Wednesday 16 September 2015

New York: Regents Will Vote to Abandon Their Authority Today

Today, the New York Board of Regents will vote to approve the harsh and punitive educator evaluation plan that Governor Andrew Cuomo rammed through the Legislature last spring as part of a budget bill.

In doing so, the Regents will abandon their Constitutional authority over education policy. The New York State Constitution grants full control over education to the Board of Regents. It grants none to the Governor. The Governor does not appoint a single member of the 17-member Board of Regents. The State Legislature selects them. The Governor does not appoint the state Commissioner of Education. That is the job of the Regents.

Today the Regents will approve Cuomo’s plan to tie 50% of educator evaluations to student test scores. The Governor’s plan was shaped in his office, without benefit of hearings, public discussion, public debate, or expert testimony.

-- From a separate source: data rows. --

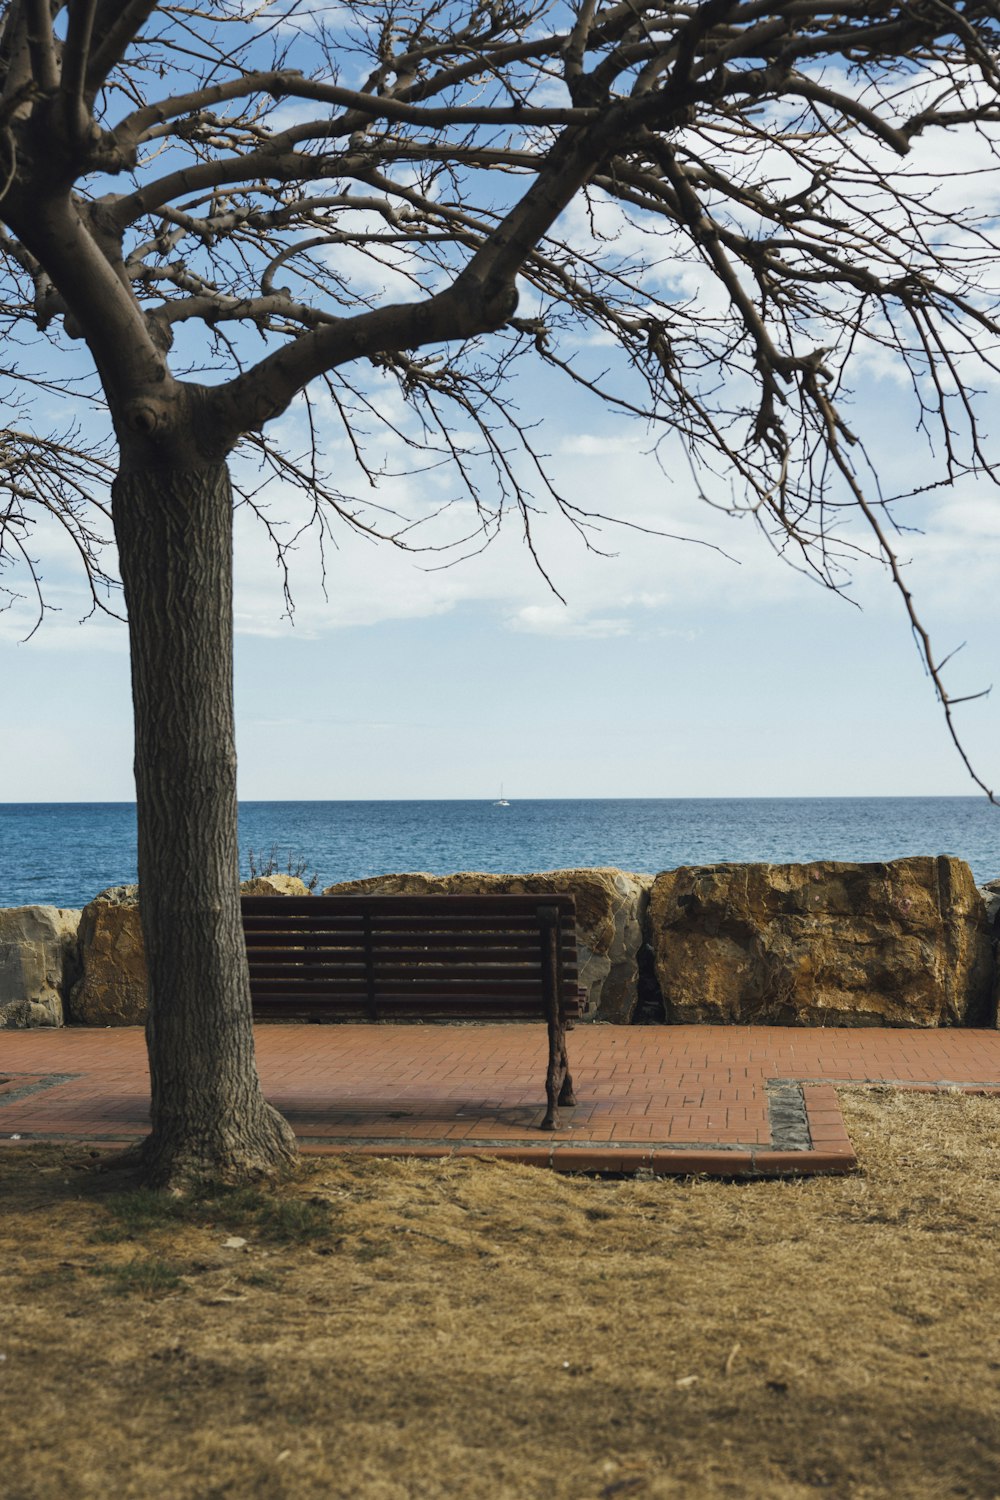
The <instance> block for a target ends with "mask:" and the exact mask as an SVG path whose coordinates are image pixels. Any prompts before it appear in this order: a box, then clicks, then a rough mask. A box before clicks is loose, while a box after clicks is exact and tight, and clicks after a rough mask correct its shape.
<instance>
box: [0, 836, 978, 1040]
mask: <svg viewBox="0 0 1000 1500" xmlns="http://www.w3.org/2000/svg"><path fill="white" fill-rule="evenodd" d="M243 891H244V892H246V894H256V895H270V894H282V895H289V894H294V895H306V894H307V889H306V886H304V885H303V882H301V880H298V879H295V877H294V876H262V877H258V879H256V880H247V882H246V883H244V885H243ZM547 891H568V892H571V894H573V895H576V909H577V944H579V953H580V983H582V984H583V986H585V987H586V995H588V1002H586V1019H588V1020H597V1022H616V1023H625V1025H627V1023H630V1022H633V1020H643V1022H657V1020H658V1022H666V1023H669V1025H681V1023H685V1022H709V1023H717V1025H727V1023H729V1025H739V1023H772V1025H784V1026H922V1028H924V1026H996V1025H997V1001H999V998H1000V963H999V957H997V947H999V939H1000V880H993V882H990V883H988V885H987V886H985V888H982V889H976V885H975V882H973V877H972V871H970V870H969V865H966V864H964V862H963V861H961V859H955V858H952V856H951V855H940V856H936V858H934V856H924V855H922V856H913V858H906V859H892V861H888V862H885V864H843V862H834V861H819V862H814V864H715V865H685V867H681V868H678V870H667V871H664V873H661V874H657V876H652V874H636V873H630V871H625V870H616V868H595V870H549V871H543V873H535V874H483V873H475V871H463V873H459V874H450V876H433V874H421V873H403V874H384V876H376V877H372V879H367V880H351V882H345V883H342V885H331V886H328V888H327V889H325V891H324V892H322V894H324V895H337V894H351V892H354V894H364V892H384V894H405V892H412V894H421V892H426V894H436V892H442V894H444V892H454V894H462V892H465V894H468V892H510V894H538V895H544V892H547ZM145 1004H147V1002H145V959H144V953H142V935H141V930H139V910H138V888H136V886H111V888H109V889H106V891H102V892H100V894H99V895H97V897H96V898H94V900H93V901H91V903H90V904H88V906H85V907H84V910H82V912H70V910H61V909H57V907H51V906H22V907H13V909H9V910H0V1029H3V1028H24V1026H60V1025H63V1022H70V1023H75V1025H85V1026H133V1025H139V1023H142V1022H144V1020H145Z"/></svg>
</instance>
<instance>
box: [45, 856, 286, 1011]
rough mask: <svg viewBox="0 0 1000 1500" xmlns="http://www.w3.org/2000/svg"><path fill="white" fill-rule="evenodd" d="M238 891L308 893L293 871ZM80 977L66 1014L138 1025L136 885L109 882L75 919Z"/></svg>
mask: <svg viewBox="0 0 1000 1500" xmlns="http://www.w3.org/2000/svg"><path fill="white" fill-rule="evenodd" d="M240 891H241V892H243V894H244V895H309V888H307V886H306V883H304V882H303V880H300V879H298V876H295V874H258V876H256V879H253V880H244V882H243V885H241V886H240ZM79 962H81V971H82V972H81V978H79V981H78V983H76V986H75V987H73V990H72V995H70V1001H69V1014H70V1019H72V1020H75V1022H78V1023H81V1025H84V1026H141V1025H142V1023H144V1022H145V1011H147V998H145V978H147V974H145V948H144V947H142V929H141V924H139V888H138V885H109V886H108V888H106V891H100V892H99V894H97V895H96V897H94V898H93V901H91V903H90V906H85V907H84V912H82V916H81V921H79Z"/></svg>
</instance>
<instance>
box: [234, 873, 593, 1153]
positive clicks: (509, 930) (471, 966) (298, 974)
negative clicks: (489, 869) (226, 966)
mask: <svg viewBox="0 0 1000 1500" xmlns="http://www.w3.org/2000/svg"><path fill="white" fill-rule="evenodd" d="M243 930H244V935H246V951H247V959H249V965H250V995H252V999H253V1014H255V1017H258V1019H261V1020H318V1022H459V1020H463V1022H487V1020H489V1022H523V1020H544V1022H546V1023H547V1028H549V1067H547V1070H546V1098H547V1110H546V1118H544V1121H543V1122H541V1128H543V1130H555V1128H556V1119H558V1106H559V1104H576V1098H574V1095H573V1079H571V1077H570V1071H568V1059H567V1046H565V1032H567V1026H568V1025H570V1023H571V1022H573V1019H574V1017H577V1016H579V1014H580V993H579V987H577V984H579V975H577V953H576V903H574V898H573V897H571V895H562V894H559V895H544V897H541V895H306V897H295V895H244V897H243Z"/></svg>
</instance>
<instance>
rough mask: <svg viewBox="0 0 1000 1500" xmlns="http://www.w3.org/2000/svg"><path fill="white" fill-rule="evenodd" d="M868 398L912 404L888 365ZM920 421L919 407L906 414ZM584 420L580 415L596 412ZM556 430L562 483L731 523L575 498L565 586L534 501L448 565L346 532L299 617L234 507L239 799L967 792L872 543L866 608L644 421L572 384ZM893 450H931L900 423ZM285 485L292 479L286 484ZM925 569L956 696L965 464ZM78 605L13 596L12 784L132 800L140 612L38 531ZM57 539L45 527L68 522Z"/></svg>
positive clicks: (930, 538) (988, 754)
mask: <svg viewBox="0 0 1000 1500" xmlns="http://www.w3.org/2000/svg"><path fill="white" fill-rule="evenodd" d="M862 395H864V396H865V399H867V402H870V404H871V405H873V407H880V408H882V410H883V411H886V413H891V411H892V410H894V404H895V398H894V387H892V386H891V384H886V383H885V381H883V380H870V381H868V384H867V387H865V390H864V392H862ZM901 422H903V419H901V416H900V423H901ZM582 434H583V435H582ZM546 437H547V449H549V452H552V455H553V466H555V468H556V471H558V472H559V477H561V480H562V483H564V484H565V486H567V489H568V492H571V493H573V495H574V498H579V499H580V502H583V504H589V505H592V507H594V508H601V510H607V508H612V507H613V508H616V510H618V511H621V513H625V514H630V516H633V517H634V519H639V520H643V522H646V523H648V522H651V520H658V522H660V523H661V525H664V526H670V528H672V529H678V531H684V532H690V534H693V535H697V537H700V538H702V540H705V541H711V543H715V544H718V546H721V547H726V549H727V552H729V553H730V558H733V559H736V561H730V558H727V556H723V555H721V553H718V552H714V550H709V549H708V547H706V546H699V544H691V543H687V544H685V543H679V541H669V540H661V538H655V537H646V535H639V534H636V532H630V531H615V529H606V531H604V532H603V544H604V546H606V547H609V549H610V550H613V552H615V553H616V555H613V556H588V555H586V552H585V550H583V549H582V546H580V544H579V540H577V537H576V534H574V532H573V531H571V529H570V528H568V526H567V525H565V522H561V520H558V519H556V517H552V519H549V520H543V522H540V525H538V538H540V544H541V552H543V556H544V561H546V564H547V567H549V570H550V571H552V576H553V579H555V582H556V583H558V586H559V588H561V589H562V592H564V595H565V600H567V603H565V604H561V603H559V601H558V600H555V598H553V595H552V594H550V592H549V591H547V588H546V585H544V582H543V580H541V579H540V576H538V574H537V571H535V570H534V567H532V564H531V559H529V556H528V552H526V549H525V546H523V543H522V541H520V538H519V535H517V529H516V525H514V523H511V525H510V528H508V529H507V531H505V532H502V534H501V537H499V540H498V541H496V543H495V544H493V546H492V547H490V549H489V550H487V552H486V553H484V555H481V556H475V558H471V559H468V561H465V562H459V564H456V565H454V567H451V568H447V570H444V571H427V570H426V568H424V567H421V565H420V559H415V558H412V556H406V555H400V553H399V552H396V550H393V549H391V547H388V546H385V544H382V546H373V544H370V543H366V541H361V540H358V538H357V537H351V535H345V537H343V538H342V546H340V549H339V550H333V552H328V555H327V594H328V598H325V600H324V597H322V591H321V588H319V579H318V564H316V549H315V547H313V546H312V544H310V543H309V540H304V541H303V544H301V546H300V549H298V550H297V553H295V555H294V558H292V586H294V592H295V600H297V615H295V624H294V625H292V624H289V622H288V619H286V618H283V612H285V609H283V600H282V594H280V586H279V579H277V573H276V568H274V565H273V561H271V556H270V552H268V547H267V543H265V538H264V537H262V534H261V531H259V528H258V526H256V525H255V523H250V517H247V516H244V514H241V516H240V517H238V519H237V538H238V547H237V627H238V633H237V658H235V685H237V712H238V753H240V789H241V795H243V796H244V798H255V799H256V798H369V796H370V798H396V796H402V798H421V796H427V798H436V796H472V798H478V796H483V798H487V796H495V795H496V792H498V787H499V783H501V781H502V783H504V787H505V790H507V795H508V796H511V798H529V796H630V795H634V796H774V795H954V793H966V792H969V793H972V792H975V786H973V784H972V783H970V781H969V778H967V775H966V772H964V769H963V766H961V762H960V760H958V756H957V754H955V751H954V750H952V747H951V742H949V739H948V735H946V729H945V723H943V717H942V714H940V709H939V706H937V703H936V700H934V694H933V690H931V685H930V682H928V681H927V678H925V675H924V670H922V666H921V660H919V655H918V651H916V648H915V645H913V642H912V639H910V634H909V628H907V622H906V618H904V613H903V606H901V603H900V600H898V597H897V594H895V591H894V589H892V586H891V583H889V582H888V579H886V577H885V574H883V573H882V570H879V568H877V567H874V565H871V564H859V565H858V567H856V570H855V585H853V595H855V597H856V598H858V601H859V603H861V604H862V606H864V607H862V609H858V607H853V606H852V604H849V603H846V601H844V600H843V598H838V597H835V595H832V594H829V592H825V591H823V589H820V588H819V586H817V585H814V583H811V582H808V580H807V579H804V577H802V576H801V574H798V573H795V571H793V570H792V568H790V567H787V565H786V564H783V562H781V561H780V559H778V558H775V556H774V555H772V552H771V549H769V547H768V546H766V544H765V543H763V541H762V538H760V537H759V535H757V534H756V531H754V528H753V523H751V522H750V520H747V519H742V520H741V519H733V517H730V516H726V514H718V513H715V511H712V510H709V508H708V507H705V505H702V504H700V502H699V501H697V499H694V498H693V495H691V483H690V478H688V477H687V474H685V472H682V471H678V477H676V481H673V483H672V481H670V480H669V478H666V477H664V474H663V472H661V469H660V468H658V466H657V463H655V462H654V459H652V458H649V456H648V455H646V453H645V452H643V449H645V447H646V443H645V440H643V434H642V432H640V431H636V429H622V428H621V426H619V425H618V422H616V419H612V417H610V416H604V414H600V413H595V411H592V410H591V411H582V410H580V408H579V407H574V408H570V407H567V405H562V407H559V405H556V407H555V410H553V411H550V413H549V414H547V426H546ZM883 459H885V466H886V468H888V469H891V471H894V478H897V480H901V478H903V477H904V475H906V471H907V468H912V469H913V475H915V477H916V475H918V474H919V469H921V463H922V459H921V453H919V449H918V447H916V446H915V444H913V443H912V440H910V438H909V435H907V432H906V429H904V428H903V426H901V425H900V426H898V428H894V426H892V423H886V452H885V455H883ZM274 504H276V508H277V511H282V505H283V504H286V505H288V507H291V505H292V504H294V501H291V499H288V498H286V496H280V495H276V501H274ZM918 516H919V519H921V520H922V525H924V534H922V535H912V537H907V538H906V540H904V543H903V546H901V549H903V555H907V556H912V559H913V561H912V564H910V568H909V576H910V579H912V586H913V589H915V592H916V597H918V603H919V604H921V607H922V612H924V616H925V619H927V622H928V625H930V627H931V630H933V634H934V637H936V640H937V645H939V651H940V652H943V651H946V649H952V648H955V646H958V645H961V643H963V642H967V643H966V646H964V649H963V651H961V652H960V655H958V657H957V660H955V664H954V666H952V669H951V682H952V690H954V691H955V693H960V691H976V690H979V688H984V687H988V685H990V684H991V681H993V676H994V672H993V658H994V655H996V646H994V636H996V628H997V621H996V600H997V577H999V576H1000V573H999V562H1000V502H999V498H997V496H996V493H994V492H993V489H991V487H988V486H973V484H970V486H966V487H958V489H955V490H952V492H943V493H939V495H936V496H934V498H931V499H930V501H925V502H921V508H919V513H918V511H916V510H913V513H912V519H918ZM43 541H45V538H42V537H40V535H39V546H37V550H39V553H40V555H42V556H43V558H45V559H46V585H48V588H49V594H51V597H52V598H54V601H55V603H57V604H58V612H57V613H52V615H49V616H48V619H46V622H45V624H43V625H42V628H40V630H39V631H37V633H36V634H34V636H33V637H31V640H28V642H25V643H22V642H19V639H18V634H19V633H21V634H22V633H24V630H22V627H24V624H25V621H27V618H28V616H27V615H25V613H24V612H18V610H16V609H15V610H10V612H7V613H6V615H3V616H0V675H1V681H3V702H4V733H3V738H1V741H0V784H1V786H3V798H1V799H3V801H73V799H84V801H87V799H130V796H132V769H130V759H132V730H130V702H129V670H127V649H126V637H124V630H123V627H120V625H114V624H109V622H106V621H99V619H91V621H88V622H85V624H79V622H78V616H79V613H81V612H82V607H84V601H82V594H81V592H79V589H78V588H76V586H75V574H73V571H72V567H70V564H69V558H67V556H64V552H63V550H61V549H60V547H57V546H49V550H48V552H46V550H45V547H43ZM49 541H51V538H49ZM958 715H960V717H958V721H960V726H961V730H963V733H964V738H966V742H967V748H969V750H970V753H972V756H973V759H975V760H976V765H978V769H979V771H981V774H982V775H984V777H985V778H987V780H988V781H991V784H994V783H996V781H997V780H1000V763H999V762H1000V754H999V753H997V745H999V744H1000V732H999V730H1000V685H999V687H997V690H996V693H994V694H993V696H991V697H990V699H985V700H982V702H976V703H969V705H966V706H964V708H960V709H958Z"/></svg>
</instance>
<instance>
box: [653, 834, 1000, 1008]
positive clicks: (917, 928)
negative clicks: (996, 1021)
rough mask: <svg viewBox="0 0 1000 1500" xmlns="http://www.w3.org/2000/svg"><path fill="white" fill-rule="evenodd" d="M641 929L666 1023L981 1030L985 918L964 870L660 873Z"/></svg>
mask: <svg viewBox="0 0 1000 1500" xmlns="http://www.w3.org/2000/svg"><path fill="white" fill-rule="evenodd" d="M649 922H651V930H652V933H651V939H652V950H654V962H655V972H657V980H658V983H660V987H661V990H663V998H664V1004H666V1014H667V1020H669V1022H673V1023H681V1022H714V1023H735V1022H736V1023H739V1022H747V1023H750V1022H753V1023H762V1022H769V1023H775V1025H801V1026H825V1025H826V1026H961V1025H985V1023H987V1022H988V1020H990V1008H991V987H993V962H991V942H990V932H988V924H987V910H985V904H984V898H982V895H981V894H979V891H978V889H976V886H975V882H973V877H972V871H970V870H969V865H966V864H964V862H963V861H961V859H955V858H952V856H949V855H942V856H939V858H931V856H924V855H921V856H916V858H909V859H892V861H889V862H888V864H838V862H834V861H823V862H817V864H715V865H703V867H684V868H679V870H669V871H667V873H664V874H660V876H657V879H655V882H654V886H652V894H651V901H649Z"/></svg>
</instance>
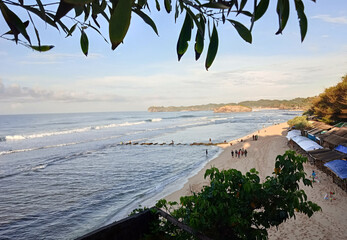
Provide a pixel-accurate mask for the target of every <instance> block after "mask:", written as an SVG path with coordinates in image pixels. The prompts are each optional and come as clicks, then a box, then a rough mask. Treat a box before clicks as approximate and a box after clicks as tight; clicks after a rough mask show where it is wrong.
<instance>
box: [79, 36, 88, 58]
mask: <svg viewBox="0 0 347 240" xmlns="http://www.w3.org/2000/svg"><path fill="white" fill-rule="evenodd" d="M80 42H81V49H82V52H83V53H84V55H86V56H88V48H89V41H88V37H87V34H86V33H85V32H84V31H83V30H82V31H81V40H80Z"/></svg>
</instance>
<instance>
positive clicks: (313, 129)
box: [305, 121, 333, 144]
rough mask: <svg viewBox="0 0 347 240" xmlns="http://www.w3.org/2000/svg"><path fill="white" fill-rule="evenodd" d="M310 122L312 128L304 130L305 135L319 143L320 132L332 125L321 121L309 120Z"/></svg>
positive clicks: (328, 127)
mask: <svg viewBox="0 0 347 240" xmlns="http://www.w3.org/2000/svg"><path fill="white" fill-rule="evenodd" d="M310 124H311V125H312V129H310V130H306V131H305V136H307V137H308V138H309V139H311V140H313V141H315V142H317V143H319V144H321V141H320V140H321V139H320V136H321V134H322V133H325V132H326V131H328V130H330V129H332V128H333V126H331V125H328V124H325V123H323V122H317V121H310Z"/></svg>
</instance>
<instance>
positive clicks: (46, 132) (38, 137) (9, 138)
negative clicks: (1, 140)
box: [5, 121, 146, 141]
mask: <svg viewBox="0 0 347 240" xmlns="http://www.w3.org/2000/svg"><path fill="white" fill-rule="evenodd" d="M144 123H146V122H145V121H140V122H124V123H119V124H107V125H100V126H92V127H83V128H75V129H69V130H62V131H54V132H45V133H35V134H29V135H13V136H6V137H5V140H6V141H19V140H25V139H33V138H43V137H50V136H56V135H64V134H74V133H83V132H87V131H91V130H101V129H106V128H116V127H126V126H133V125H139V124H144Z"/></svg>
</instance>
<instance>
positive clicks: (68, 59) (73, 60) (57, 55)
mask: <svg viewBox="0 0 347 240" xmlns="http://www.w3.org/2000/svg"><path fill="white" fill-rule="evenodd" d="M99 58H102V55H101V54H95V53H90V54H89V55H88V60H91V59H99ZM85 59H86V57H85V56H84V55H83V54H82V53H75V54H74V53H49V52H48V53H38V52H33V53H31V54H28V55H27V56H26V60H23V61H21V62H20V63H21V64H30V65H31V64H35V65H41V64H43V65H45V64H57V63H66V62H68V61H77V60H85Z"/></svg>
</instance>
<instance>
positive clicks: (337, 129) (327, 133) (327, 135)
mask: <svg viewBox="0 0 347 240" xmlns="http://www.w3.org/2000/svg"><path fill="white" fill-rule="evenodd" d="M320 137H321V139H323V141H325V142H327V143H330V144H333V145H336V146H337V145H344V146H345V145H346V144H347V127H342V128H337V127H335V128H333V129H331V130H329V131H328V132H326V133H324V134H322V135H321V136H320Z"/></svg>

The Regents have the power to reassert their Constitutional authority. But they are weak. They will fold to the will of a Governor whose determination to rule is greater than the Regents’ commitment to the State Constitution. Or to the children, or to the educators, or to the best interests of education in New York.

Parents have been ignored throughout this charade of the Governor flexing his political muscle. They will have a chance to be heard next spring, when the tests are administered. More students will opt out, more than the 220,000 who refused the tests in 2015. Will it be 300,000? 400,000? This is parents’ only means to be heard. They will be heard.